Hilfe bei der Jobsuche, Ausbildungsmöglichkeiten und eine Jobgarantie für Langzeitarbeitslose

Um die Folgen wirtschaftlicher Krisen nicht auf jene abzuwälzen, die am Arbeitsmarkt schon zuvor benachteiligt waren, sondern eine sinnvolle, schnelle und vor allem nachhaltige Vermittlung in gute Jobs zu ermöglichen, braucht es eine progressive Arbeitsmarktpolitik. Dem Umstand, dass es zu wenig gute Arbeitsplätze für alle Arbeitssuchenden gibt und dass Druck auf Arbeitslose die Schutzfunktion der Arbeitslosenversicherung mindert, können folgende Maßnahmen entgegengesetzt werden:

  • Mehr und bessere Jobs: Arbeitgeber*innen müssen mehr Jobs mit guten Arbeitsbedingungen, Sicherheit und entsprechender Entlohnung anbieten und bereit sein, in die Qualifizierung von neuen Beschäftigten zu investieren.
  • Einführung einer Jobgarantie: Allen langzeitbeschäftigungslosen Menschen, die eine Arbeit suchen, aber aufgrund ihrer Erwerbsbiografien keine Chancen mehr am Arbeitsmarkt bekommen, sollen staatlich geschaffene Arbeitsplätze im öffentlichen oder gemeinnützigen Sektor geboten werden.

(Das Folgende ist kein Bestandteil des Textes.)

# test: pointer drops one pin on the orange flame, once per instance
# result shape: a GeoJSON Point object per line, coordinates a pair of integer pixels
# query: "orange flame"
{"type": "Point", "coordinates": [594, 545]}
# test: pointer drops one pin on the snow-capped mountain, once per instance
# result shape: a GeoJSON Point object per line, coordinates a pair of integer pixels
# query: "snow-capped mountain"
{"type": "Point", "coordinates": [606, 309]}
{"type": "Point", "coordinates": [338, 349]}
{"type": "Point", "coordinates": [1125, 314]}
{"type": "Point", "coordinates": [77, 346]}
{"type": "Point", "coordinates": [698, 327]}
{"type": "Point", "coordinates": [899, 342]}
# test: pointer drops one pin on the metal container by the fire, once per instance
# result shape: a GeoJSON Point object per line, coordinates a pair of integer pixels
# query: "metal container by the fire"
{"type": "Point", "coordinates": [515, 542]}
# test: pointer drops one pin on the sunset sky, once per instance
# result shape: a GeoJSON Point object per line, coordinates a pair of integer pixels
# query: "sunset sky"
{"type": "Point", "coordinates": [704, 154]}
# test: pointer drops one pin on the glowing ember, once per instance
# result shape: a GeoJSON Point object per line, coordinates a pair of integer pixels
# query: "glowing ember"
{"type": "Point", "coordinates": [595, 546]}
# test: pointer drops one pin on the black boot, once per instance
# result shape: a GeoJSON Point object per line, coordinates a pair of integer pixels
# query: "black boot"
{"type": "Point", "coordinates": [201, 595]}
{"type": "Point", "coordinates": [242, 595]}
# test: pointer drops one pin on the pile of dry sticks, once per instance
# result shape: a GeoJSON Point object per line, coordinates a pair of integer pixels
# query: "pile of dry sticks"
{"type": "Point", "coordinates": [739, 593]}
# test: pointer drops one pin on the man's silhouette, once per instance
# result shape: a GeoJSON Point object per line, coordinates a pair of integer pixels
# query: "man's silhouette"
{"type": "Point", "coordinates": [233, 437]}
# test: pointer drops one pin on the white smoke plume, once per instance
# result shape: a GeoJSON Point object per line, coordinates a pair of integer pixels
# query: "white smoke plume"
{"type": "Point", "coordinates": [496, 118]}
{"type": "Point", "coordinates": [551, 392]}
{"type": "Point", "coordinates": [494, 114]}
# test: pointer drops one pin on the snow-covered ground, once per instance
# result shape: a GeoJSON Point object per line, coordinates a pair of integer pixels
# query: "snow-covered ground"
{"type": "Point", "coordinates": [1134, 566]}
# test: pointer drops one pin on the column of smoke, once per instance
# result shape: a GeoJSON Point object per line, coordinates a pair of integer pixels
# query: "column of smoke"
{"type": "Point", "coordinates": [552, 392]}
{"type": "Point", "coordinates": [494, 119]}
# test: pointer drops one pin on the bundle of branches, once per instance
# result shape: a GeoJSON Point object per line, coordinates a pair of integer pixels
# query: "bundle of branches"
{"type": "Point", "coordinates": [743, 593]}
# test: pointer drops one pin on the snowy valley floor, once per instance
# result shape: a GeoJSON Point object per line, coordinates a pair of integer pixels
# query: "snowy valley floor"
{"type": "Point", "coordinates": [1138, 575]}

  • Weiterentwicklung des Solidaritätsprämienmodells: Damit kann der Einstieg in Arbeitszeitverkürzung gefördert und gleichzeitig Arbeitslosigkeit reduziert werden. Arbeitszeitverkürzung ermöglicht nicht nur eine gerechtere Verteilung von Arbeit und ein höheres Wohlbefinden der Arbeitnehmer*innen, sondern erleichtert es den Unternehmen, engagierte Mitarbeiter*innen und ihr Know-how in den Betrieben zu halten.
  • Gute Vermittlung: Arbeitslose müssen durch eine qualifizierte Beratung vom AMS bei der Jobsuche unterstützt werden. Dafür benötigt es ausreichend Fachpersonal beim AMS.

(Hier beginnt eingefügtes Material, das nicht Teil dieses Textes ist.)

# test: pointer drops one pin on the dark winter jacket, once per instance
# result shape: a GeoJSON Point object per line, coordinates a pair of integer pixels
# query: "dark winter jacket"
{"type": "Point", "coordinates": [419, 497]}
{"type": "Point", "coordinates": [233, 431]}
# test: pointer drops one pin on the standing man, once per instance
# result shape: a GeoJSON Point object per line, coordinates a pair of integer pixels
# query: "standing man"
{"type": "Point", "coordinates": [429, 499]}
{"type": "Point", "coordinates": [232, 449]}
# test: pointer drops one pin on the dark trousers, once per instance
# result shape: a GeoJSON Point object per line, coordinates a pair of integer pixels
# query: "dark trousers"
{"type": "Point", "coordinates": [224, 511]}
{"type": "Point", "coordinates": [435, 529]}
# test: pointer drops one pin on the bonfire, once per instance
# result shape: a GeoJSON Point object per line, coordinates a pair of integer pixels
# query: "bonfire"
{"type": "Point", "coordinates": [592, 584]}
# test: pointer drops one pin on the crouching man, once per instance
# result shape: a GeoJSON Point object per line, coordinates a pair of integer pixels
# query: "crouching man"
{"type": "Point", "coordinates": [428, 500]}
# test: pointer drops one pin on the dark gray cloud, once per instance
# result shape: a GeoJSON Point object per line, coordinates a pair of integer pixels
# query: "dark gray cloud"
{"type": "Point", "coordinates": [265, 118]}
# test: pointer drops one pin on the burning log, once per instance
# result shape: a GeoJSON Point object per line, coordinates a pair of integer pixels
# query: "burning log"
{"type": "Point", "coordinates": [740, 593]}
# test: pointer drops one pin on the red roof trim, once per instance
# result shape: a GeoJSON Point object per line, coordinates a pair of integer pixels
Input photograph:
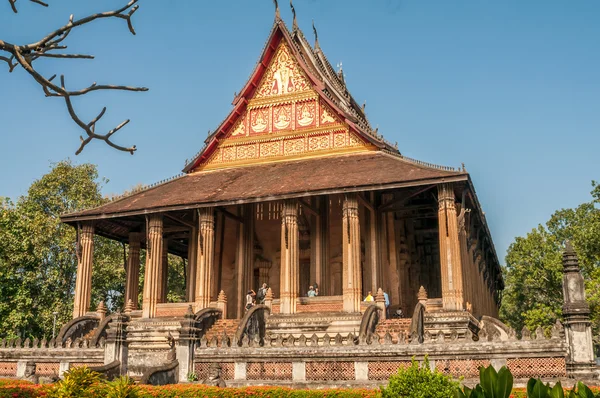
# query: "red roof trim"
{"type": "Point", "coordinates": [278, 33]}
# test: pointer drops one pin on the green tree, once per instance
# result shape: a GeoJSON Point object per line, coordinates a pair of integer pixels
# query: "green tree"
{"type": "Point", "coordinates": [37, 253]}
{"type": "Point", "coordinates": [533, 273]}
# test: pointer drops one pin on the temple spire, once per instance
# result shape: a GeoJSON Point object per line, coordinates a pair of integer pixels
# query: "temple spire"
{"type": "Point", "coordinates": [316, 36]}
{"type": "Point", "coordinates": [295, 22]}
{"type": "Point", "coordinates": [277, 14]}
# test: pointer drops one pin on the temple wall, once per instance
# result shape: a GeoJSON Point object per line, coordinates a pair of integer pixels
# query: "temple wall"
{"type": "Point", "coordinates": [228, 274]}
{"type": "Point", "coordinates": [335, 245]}
{"type": "Point", "coordinates": [342, 363]}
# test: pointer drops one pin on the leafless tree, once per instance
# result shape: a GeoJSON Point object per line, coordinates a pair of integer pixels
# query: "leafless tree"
{"type": "Point", "coordinates": [25, 55]}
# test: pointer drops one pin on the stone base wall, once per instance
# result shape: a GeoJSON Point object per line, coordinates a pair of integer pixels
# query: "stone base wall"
{"type": "Point", "coordinates": [339, 360]}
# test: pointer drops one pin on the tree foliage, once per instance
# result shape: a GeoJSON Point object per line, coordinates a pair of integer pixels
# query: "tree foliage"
{"type": "Point", "coordinates": [37, 253]}
{"type": "Point", "coordinates": [533, 273]}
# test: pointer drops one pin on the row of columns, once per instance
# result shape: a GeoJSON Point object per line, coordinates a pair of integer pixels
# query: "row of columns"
{"type": "Point", "coordinates": [452, 243]}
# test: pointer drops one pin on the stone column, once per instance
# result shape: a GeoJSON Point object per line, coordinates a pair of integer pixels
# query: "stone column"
{"type": "Point", "coordinates": [374, 237]}
{"type": "Point", "coordinates": [325, 277]}
{"type": "Point", "coordinates": [316, 247]}
{"type": "Point", "coordinates": [185, 345]}
{"type": "Point", "coordinates": [467, 275]}
{"type": "Point", "coordinates": [290, 257]}
{"type": "Point", "coordinates": [85, 257]}
{"type": "Point", "coordinates": [222, 304]}
{"type": "Point", "coordinates": [264, 266]}
{"type": "Point", "coordinates": [351, 273]}
{"type": "Point", "coordinates": [244, 256]}
{"type": "Point", "coordinates": [132, 285]}
{"type": "Point", "coordinates": [450, 262]}
{"type": "Point", "coordinates": [115, 348]}
{"type": "Point", "coordinates": [380, 302]}
{"type": "Point", "coordinates": [576, 313]}
{"type": "Point", "coordinates": [154, 254]}
{"type": "Point", "coordinates": [205, 257]}
{"type": "Point", "coordinates": [190, 289]}
{"type": "Point", "coordinates": [164, 272]}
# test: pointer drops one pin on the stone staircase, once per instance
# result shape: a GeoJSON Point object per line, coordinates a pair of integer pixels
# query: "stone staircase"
{"type": "Point", "coordinates": [394, 327]}
{"type": "Point", "coordinates": [229, 326]}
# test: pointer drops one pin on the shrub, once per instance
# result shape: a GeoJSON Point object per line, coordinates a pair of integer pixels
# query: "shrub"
{"type": "Point", "coordinates": [77, 382]}
{"type": "Point", "coordinates": [122, 387]}
{"type": "Point", "coordinates": [492, 384]}
{"type": "Point", "coordinates": [420, 382]}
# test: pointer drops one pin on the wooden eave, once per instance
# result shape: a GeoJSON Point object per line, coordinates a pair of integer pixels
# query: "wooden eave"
{"type": "Point", "coordinates": [370, 171]}
{"type": "Point", "coordinates": [240, 102]}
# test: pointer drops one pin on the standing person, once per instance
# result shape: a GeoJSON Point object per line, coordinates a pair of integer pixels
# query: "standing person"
{"type": "Point", "coordinates": [387, 304]}
{"type": "Point", "coordinates": [250, 299]}
{"type": "Point", "coordinates": [262, 293]}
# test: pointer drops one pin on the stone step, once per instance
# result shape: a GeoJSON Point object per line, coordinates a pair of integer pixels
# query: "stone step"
{"type": "Point", "coordinates": [393, 327]}
{"type": "Point", "coordinates": [229, 326]}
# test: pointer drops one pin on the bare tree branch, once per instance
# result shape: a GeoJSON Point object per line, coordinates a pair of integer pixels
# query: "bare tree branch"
{"type": "Point", "coordinates": [90, 128]}
{"type": "Point", "coordinates": [25, 55]}
{"type": "Point", "coordinates": [14, 7]}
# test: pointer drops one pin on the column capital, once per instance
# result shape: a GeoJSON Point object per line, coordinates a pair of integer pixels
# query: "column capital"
{"type": "Point", "coordinates": [206, 215]}
{"type": "Point", "coordinates": [135, 238]}
{"type": "Point", "coordinates": [446, 194]}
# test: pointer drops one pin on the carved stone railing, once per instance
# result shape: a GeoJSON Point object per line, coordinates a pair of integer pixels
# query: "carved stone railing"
{"type": "Point", "coordinates": [253, 325]}
{"type": "Point", "coordinates": [161, 375]}
{"type": "Point", "coordinates": [205, 319]}
{"type": "Point", "coordinates": [417, 328]}
{"type": "Point", "coordinates": [369, 322]}
{"type": "Point", "coordinates": [78, 328]}
{"type": "Point", "coordinates": [110, 370]}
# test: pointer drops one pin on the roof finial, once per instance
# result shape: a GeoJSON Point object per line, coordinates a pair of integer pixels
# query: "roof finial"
{"type": "Point", "coordinates": [294, 23]}
{"type": "Point", "coordinates": [316, 35]}
{"type": "Point", "coordinates": [277, 14]}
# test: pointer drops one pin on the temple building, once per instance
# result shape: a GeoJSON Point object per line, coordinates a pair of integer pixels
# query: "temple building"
{"type": "Point", "coordinates": [296, 188]}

  • Ein Recht auf Weiterbildung: Um eine dauerhafte Vermittlung in gute Jobs zu gewährleisten, muss Arbeitssuchenden die Möglichkeit geboten werden, ihre Qualifikationen auszubauen. Nur so kann das Risiko verringert werden, dass Arbeitssuchende in der Dreh-und-Angel-Tür zwischen Arbeitslosigkeit und prekärer Arbeit stecken bleiben.
  • Erhöhung des Arbeitslosengeldes: Statt Jobs mit prekären Arbeitsbedingungen akzeptieren zu müssen, ermöglicht ein erhöhtes Arbeitslosengeld den Arbeitslosen sich auf Weiterbildung und die Suche von und Vermittlung in dauerhaften und höher qualifizierten Beschäftigungen zu konzentrieren.